So I haven't posted on here in a very, very long time. But I wanted a way to document this and figured to trust what all the security guys say and believe that anything posted on the net is here forever.
Everyday miracles guys. Every freaking day miracles, thats what kids give you. That may make me sound like one of those kitty cat shirt wearing, Chicken Soup For The What Ever Soul reading woman, but its true. Today Isla said “Coltrane”. Now I know that wouldn't mean much to those out side of this house but here, where John Coltrane is the go to guy for background music its a big deal. She also sang along to her first REM tune. Ok, ok it was off a reality TV show and the guy singing it needed Isla to find the melody, but still my jaw dropped.

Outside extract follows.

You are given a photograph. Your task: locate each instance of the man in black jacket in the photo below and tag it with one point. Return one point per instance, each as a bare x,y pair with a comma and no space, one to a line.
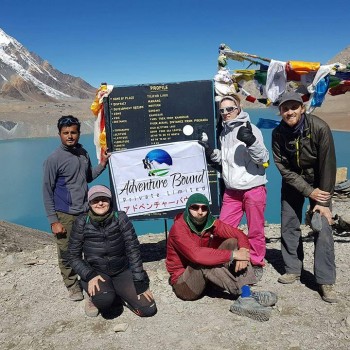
303,151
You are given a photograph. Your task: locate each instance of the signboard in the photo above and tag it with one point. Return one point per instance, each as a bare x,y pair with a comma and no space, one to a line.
157,114
158,178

Kids this age are so intrinsically musical. Its in every cell of their being. We spend at least 10-15 minutes a night now dancing to something. Tonight it was to Coltrane and me doing the 'Manamana' song.
This all connects to what I have been thinking about a lot lately. What is our specific families culture? What defines our family as being different from another? I listened to a CBC radio program months ago, before Isla was talking, about how the misspoken words of children often become a marker in a families culture.
I hadn't ever really thought about each family having its own distinct culture and yet now I think we are making one day by day. Its in the Coltrane that plays in the evenings, the Lady GaGa (referred to in our house by Isla's name for her, Ba Ba Gace) that plays on the way to and from daycare every day in attempt to sooth the savage toddler beast. It's in the way we listen to Lou Reed on repeat during road trips and read Where the Wild Things Are, On The Day You Were Born, and Mama Mama until everyone in the house can recite them. I now call Macaroni and Cheese, “Cacamoni and Cheese” and strawberry flavored milk as “Bunny Juice”. Both of which are now served faithfully as every Saturday's lunch.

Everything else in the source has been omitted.